Il risultato, per chi conosce i MF&GG’S è abbastanza superfluo dirlo, è spassoso e, come anticipato prima, anti-stress grazie ai suoi ritmi serrati e alla voce rauca di Spike Lawson che interpreta a modo suo le canzoni delle ugole d’oro della storia della musica (immaginatevi Cippa dei Punkreas interpretare una qualsiasi canzone di Laura Pausini). Degne di nota sono sicuramente “I Will Survive” (Gloria Gaynor) che apre il disco con schitarrate e batteria rullante per mettere in chiaro fin da subito di cosa si tratta, e “Beautiful” (Christina Aguilera) che risulta la più divertente nel disco: Spike Slawson, che non è esattamente l’uomo che a primo impatto può sembrare fragile e insicuro, che canta la canzone per eccellenza delle ragazzine che faticano ad accertarsi per il proprio aspetto estetico.

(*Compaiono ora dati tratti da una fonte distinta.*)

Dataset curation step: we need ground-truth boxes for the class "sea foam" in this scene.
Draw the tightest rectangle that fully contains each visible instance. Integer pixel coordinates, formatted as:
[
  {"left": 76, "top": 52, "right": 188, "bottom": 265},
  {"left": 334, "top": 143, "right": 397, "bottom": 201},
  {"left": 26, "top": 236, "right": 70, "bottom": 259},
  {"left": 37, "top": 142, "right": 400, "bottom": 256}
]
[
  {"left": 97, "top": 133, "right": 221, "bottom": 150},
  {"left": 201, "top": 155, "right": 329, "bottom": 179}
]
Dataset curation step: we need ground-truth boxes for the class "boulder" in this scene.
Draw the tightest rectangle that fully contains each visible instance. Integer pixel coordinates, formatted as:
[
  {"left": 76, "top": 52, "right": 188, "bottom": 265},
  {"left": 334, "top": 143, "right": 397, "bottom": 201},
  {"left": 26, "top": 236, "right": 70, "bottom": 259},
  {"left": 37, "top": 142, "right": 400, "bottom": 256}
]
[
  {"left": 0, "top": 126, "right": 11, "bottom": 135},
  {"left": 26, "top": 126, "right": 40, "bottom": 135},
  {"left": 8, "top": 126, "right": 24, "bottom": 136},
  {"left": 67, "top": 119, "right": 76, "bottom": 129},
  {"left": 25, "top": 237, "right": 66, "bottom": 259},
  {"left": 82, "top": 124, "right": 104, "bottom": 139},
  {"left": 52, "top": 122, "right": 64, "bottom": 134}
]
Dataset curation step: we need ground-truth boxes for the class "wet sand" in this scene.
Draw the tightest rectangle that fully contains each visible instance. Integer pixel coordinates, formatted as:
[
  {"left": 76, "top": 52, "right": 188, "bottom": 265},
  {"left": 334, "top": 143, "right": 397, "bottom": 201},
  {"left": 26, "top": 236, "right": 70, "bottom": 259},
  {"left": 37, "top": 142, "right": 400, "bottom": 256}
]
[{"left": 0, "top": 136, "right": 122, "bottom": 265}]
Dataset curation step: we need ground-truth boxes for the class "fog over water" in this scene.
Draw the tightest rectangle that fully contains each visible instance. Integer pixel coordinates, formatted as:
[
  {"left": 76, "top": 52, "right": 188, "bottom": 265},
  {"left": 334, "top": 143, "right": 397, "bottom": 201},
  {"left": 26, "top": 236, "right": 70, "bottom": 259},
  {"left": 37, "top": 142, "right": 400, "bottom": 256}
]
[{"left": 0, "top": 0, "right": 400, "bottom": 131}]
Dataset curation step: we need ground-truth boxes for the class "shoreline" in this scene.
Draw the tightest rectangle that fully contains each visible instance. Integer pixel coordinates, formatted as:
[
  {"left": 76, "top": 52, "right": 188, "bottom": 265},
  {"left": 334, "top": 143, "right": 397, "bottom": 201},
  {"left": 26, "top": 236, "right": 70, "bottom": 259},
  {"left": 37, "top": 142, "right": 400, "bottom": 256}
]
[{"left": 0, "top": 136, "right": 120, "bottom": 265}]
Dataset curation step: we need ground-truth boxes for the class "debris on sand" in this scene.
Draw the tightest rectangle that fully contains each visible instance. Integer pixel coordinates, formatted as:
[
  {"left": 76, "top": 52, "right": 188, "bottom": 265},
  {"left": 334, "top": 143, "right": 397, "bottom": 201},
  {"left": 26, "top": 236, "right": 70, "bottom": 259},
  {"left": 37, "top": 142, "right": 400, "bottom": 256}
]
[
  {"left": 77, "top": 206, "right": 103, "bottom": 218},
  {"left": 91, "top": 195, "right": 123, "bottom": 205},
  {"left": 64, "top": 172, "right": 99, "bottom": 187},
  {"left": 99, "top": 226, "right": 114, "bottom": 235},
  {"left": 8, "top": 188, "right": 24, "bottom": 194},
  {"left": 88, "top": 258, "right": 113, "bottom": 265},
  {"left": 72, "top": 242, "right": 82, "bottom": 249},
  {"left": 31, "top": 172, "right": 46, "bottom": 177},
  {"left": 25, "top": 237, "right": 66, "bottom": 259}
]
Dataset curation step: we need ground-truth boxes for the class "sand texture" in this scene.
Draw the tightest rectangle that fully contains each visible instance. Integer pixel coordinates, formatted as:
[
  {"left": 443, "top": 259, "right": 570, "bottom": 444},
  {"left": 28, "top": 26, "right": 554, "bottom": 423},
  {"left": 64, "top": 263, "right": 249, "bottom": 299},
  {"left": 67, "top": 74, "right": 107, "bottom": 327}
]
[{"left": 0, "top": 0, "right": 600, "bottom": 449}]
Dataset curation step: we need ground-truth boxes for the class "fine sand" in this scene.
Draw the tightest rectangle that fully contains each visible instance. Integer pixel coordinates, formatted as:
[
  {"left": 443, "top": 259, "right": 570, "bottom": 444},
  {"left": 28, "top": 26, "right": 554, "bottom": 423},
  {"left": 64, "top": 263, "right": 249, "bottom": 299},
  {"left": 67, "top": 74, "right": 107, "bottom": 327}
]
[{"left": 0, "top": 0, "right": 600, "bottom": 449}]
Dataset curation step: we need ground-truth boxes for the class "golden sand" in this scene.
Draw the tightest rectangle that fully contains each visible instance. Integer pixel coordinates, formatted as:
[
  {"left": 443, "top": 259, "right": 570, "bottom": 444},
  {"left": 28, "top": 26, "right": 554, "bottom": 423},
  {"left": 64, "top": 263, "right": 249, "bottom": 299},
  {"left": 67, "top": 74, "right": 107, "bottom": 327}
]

“My Heart Will Go On” (Celine Dion) è l’unica canzone arrangiata in stile Country e ricorda, forse scimmiotta, lo stile dei Mumford & Sons poiché è sovraccarica di cori, accompagnamento di banjo e fisarmonica. La cover più riuscita del disco è sicuramente “Believe” (Cher) in cui la voce del cantante viene modulata in puro stile Dance anni 90 (forse una delle trovate più brutte nella musica commerciale, ricordate gli Eiffel 65?) con accompagnamento di tastiere con effetti spaziali. Are We not Men? We Are Diva! dura, ahimé, solamente 35 minuti ma vi basteranno per rendervi la giornata migliore!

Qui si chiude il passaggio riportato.